Secondo Mirò, infatti, le piccole cose mantengono purezza e anonimato. Il linguaggio delle piccole cose è il ponte per raggiungere l'universale. Si avvicina, quindi, all'arte preistorica, all'arte incontaminata dei disegni primitivi e alla bellezza del cielo. Il suo linguaggio si fa sempre più vicino agli ideogrammi, segni muti che possono andare oltre le singole lingue ed essere riconosciuti universalmente.

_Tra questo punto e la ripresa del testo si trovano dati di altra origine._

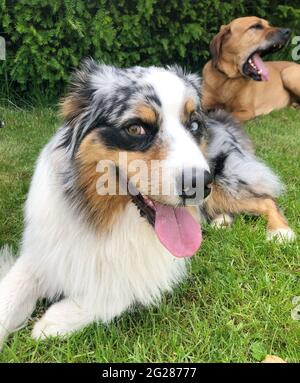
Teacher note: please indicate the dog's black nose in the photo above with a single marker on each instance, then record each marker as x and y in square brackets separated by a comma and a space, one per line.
[286, 32]
[191, 182]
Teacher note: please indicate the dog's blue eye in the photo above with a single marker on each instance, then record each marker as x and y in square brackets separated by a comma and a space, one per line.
[194, 127]
[136, 130]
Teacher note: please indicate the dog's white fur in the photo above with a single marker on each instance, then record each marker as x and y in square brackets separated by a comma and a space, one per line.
[99, 277]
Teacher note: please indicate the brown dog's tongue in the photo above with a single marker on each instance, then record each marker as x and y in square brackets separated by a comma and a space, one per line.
[261, 66]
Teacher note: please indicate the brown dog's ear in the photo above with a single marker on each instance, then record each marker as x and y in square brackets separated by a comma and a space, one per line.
[216, 44]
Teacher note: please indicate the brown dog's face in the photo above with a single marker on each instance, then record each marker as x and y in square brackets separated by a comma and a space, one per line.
[239, 46]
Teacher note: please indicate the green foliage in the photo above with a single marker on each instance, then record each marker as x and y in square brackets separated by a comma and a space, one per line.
[46, 39]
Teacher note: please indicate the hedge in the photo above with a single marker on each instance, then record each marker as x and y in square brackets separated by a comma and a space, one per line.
[46, 39]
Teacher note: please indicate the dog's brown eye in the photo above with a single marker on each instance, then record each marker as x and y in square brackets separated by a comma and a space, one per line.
[136, 130]
[257, 26]
[194, 127]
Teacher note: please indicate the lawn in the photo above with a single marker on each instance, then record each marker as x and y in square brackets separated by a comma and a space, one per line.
[234, 307]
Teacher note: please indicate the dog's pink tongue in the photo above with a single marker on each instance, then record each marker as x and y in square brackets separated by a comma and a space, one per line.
[177, 230]
[261, 66]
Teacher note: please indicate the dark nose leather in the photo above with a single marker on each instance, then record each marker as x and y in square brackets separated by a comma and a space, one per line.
[192, 178]
[286, 32]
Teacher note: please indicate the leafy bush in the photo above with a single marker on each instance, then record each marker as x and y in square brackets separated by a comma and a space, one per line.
[46, 39]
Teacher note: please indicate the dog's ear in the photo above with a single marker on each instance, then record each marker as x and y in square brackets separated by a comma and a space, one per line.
[216, 44]
[79, 94]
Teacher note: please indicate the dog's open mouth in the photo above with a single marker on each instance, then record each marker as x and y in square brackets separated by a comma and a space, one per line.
[175, 227]
[255, 68]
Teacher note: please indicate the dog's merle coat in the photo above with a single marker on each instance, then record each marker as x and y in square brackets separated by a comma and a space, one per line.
[103, 272]
[233, 163]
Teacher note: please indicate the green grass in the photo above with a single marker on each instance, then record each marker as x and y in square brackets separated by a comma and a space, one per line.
[234, 307]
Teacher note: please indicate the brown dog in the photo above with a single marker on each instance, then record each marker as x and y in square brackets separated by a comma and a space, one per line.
[237, 79]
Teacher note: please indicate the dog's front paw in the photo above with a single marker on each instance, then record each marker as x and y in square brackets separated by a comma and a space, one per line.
[222, 221]
[281, 235]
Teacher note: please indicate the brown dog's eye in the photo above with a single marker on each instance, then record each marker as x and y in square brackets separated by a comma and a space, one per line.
[257, 26]
[136, 130]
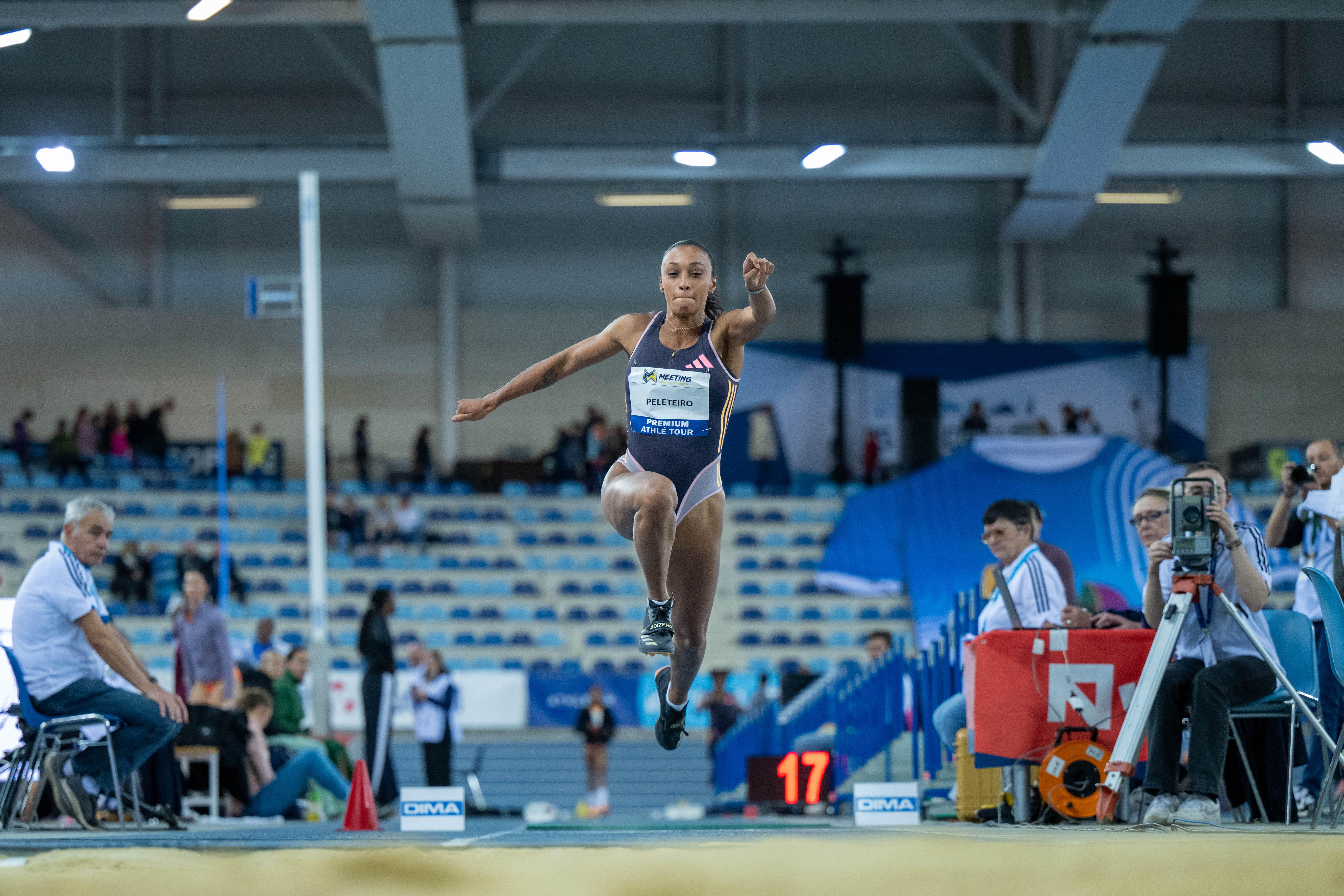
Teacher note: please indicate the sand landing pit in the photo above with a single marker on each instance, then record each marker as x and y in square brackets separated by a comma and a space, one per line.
[1140, 864]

Ne "L'Uccello meraviglioso rivela l'ignoto ad una coppia di amanti", lo spazio è pieno di segni, i colori utilizzati sono puri e la linea che li collega è sottilissima. La griglia formata dai piatti campi neri contrasta con il fondo tenue e indefinito, aumentando la sensazione di profondità e di mistero evocata poeticamente dal titolo. L'utilizzo del tema del cielo ci riporta al Mirò che leggeva Whitman e a cui sembra ispirarsi:
" E sopra il cielo- il cielo! Lontane, remotissime, a corimbi, affiorano le stelle eterne".
Mirò utilizza ancora una volta la tecnica surrealista che prevede il libero fluire delle immagini che si richiamano vicendevolmente. Nonostante il numero impressionante di segni ogni componente non è solo necessario ma indispensabile alla struttura del dipinto.
L'Uccello meraviglioso rivela l'ignoto ad una coppia di amanti, 1941, tempera su carta, new York, The Museum of Modern Art
In conclusione, anche Mirò nella sua poetica fu influenzato e si ispirò alla volta celeste. Fece questo proprio nel momento in cui più aveva bisogno di evasione e di distacco. Per l'artista il cielo stellato assume il ruolo di regno della pace e della tranquillità che si differenzia da un mondo terreno attraversato da guerre e da paura. Il cielo è ancora una volta fonte di consolazione e di speranza proprio perché puro e non contaminato dalla distruttività dell'uomo.